While some people may have concerns about using AI to modify human behavior, lots of companies see value in such an approach. “Some of our early enterprise partners are looking at plugging mpathic into their Slack, Gmail or whatever, primarily because they’re interested in this idea of quickly onboarding cross-cultural and global teams,” Lord said. “I think it can be useful for unifying mission values language for a company.”

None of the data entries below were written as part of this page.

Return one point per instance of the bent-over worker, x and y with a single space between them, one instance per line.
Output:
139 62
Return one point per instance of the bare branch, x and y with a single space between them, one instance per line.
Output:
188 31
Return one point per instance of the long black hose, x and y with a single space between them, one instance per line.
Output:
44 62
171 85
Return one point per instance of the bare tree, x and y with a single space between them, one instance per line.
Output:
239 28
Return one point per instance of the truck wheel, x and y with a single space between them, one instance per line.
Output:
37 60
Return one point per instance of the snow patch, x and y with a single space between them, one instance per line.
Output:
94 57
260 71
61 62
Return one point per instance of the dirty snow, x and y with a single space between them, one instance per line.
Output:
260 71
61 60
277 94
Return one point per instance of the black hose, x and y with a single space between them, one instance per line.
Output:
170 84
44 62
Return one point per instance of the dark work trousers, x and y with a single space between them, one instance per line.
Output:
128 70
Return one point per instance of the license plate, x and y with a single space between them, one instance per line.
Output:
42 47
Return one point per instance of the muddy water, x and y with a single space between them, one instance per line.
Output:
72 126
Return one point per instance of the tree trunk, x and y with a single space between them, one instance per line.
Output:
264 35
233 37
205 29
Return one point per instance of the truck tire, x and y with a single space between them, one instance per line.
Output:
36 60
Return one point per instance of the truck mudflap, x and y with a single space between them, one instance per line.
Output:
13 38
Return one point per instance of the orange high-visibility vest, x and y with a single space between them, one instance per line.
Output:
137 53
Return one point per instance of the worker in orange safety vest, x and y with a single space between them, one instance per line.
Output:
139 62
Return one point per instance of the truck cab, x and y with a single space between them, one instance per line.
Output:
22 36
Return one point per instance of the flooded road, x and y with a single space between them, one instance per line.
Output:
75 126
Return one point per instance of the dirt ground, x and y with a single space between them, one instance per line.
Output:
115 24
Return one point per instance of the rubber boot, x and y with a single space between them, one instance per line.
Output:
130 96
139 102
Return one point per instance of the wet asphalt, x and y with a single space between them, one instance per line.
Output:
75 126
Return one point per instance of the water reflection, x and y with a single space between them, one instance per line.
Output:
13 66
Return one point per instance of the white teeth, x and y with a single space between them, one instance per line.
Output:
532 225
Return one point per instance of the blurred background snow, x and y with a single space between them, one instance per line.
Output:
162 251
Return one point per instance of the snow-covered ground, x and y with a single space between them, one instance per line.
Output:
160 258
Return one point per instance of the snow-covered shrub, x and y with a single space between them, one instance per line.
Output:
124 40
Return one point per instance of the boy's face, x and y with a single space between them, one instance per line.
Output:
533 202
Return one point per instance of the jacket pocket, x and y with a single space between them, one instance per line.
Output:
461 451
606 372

Last month, mpathic was one of 14 startups that pitched at PIE Demo Day. PIE (Portland Incubator Experiment) is led by general manager Rick Turoczy and seeks to provide founders — often first-time entrepreneurs — with access to mentorship and networks.
Empathy Rocks and mpathic intentionally source and curate their data to include underrepresented voices and are part of All Tech is Human as well as other communities committed to ethical AI development.
Empathic AI is part of a much broader field of computer science, originally known as affective computing and more recently referred to as emotion AI or artificial emotional intelligence. Originating out of MIT Media Lab and other research institutes about 25 years ago, emotion AI involves systems that can read, interpret and interact with human emotions. Since emotion and especially empathy are central to the human condition, such work has the potential to make our technologies interact more easily, humanely and responsibly with people, both at home and in the workplace.